Duration: 60 minutes
Cloud Composer is a managed service for building, scheduling, and running workflow orchestration pipelines for hybrid and multi-cloud environments. It uses an open-source Apache Airflow service at the backend. Cloud Composer uses DAGs. The Cloud Composer Environment comprises a GKE Cluster, a Cloud Storage bucket, a Web Server(App Engine), and a Database(Cloud SQL) accompanied by Monitoring and Logging features. Though the creation of a Cloud Composer environment requires 10-20 minutes, it does provides a plethora of advantages such as automation of workflows and easy integration with Python libraries, and lastly well integrated with other Google Cloud services such as BigQuery, Dataproc. The only precondition to excel in Cloud Composer is you should be proficient in Python Programming Language.
This lab is an Incremental Version of Creating a Composer Environment, and navigating in the Airflow UI Lab. Kindly go through it to explore more about Cloud Composer.
A DAG can be defined as a collection of tasks with defined dependencies and relationships that you want to schedule and run. It's created using Python Language. In DAGs No Cycle should be present.

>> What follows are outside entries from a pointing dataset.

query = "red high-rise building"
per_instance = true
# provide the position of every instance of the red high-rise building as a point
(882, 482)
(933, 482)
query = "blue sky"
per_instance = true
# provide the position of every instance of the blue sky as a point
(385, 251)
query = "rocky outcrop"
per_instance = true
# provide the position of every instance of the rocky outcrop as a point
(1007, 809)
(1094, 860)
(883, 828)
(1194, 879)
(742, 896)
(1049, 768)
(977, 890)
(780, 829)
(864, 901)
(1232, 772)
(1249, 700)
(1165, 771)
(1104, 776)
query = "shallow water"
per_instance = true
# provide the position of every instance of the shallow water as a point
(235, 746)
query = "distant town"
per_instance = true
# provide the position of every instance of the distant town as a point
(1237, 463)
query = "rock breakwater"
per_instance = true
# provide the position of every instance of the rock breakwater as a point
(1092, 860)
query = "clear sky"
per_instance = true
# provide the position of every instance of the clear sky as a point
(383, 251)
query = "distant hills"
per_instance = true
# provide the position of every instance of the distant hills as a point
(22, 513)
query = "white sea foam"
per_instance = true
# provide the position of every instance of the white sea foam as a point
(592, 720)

DAGs comprise Nodes and Edges. Nodes in a DAG are the tasks that we want to execute in a DAG. Node is sometimes called an Operator. It's automatically triggered but can be Triggered multiple times i.e. you can create as many DagRuns as you want. DagRuns are just the number of instances your Dag is executed.
Each task in a DAG can represent almost anything like sending the data to BigQuery or Running a Pipeline.
Creating a Cloud Composer environment.
Navigating to Airflow UI.
Create a DAG for printing Hello World.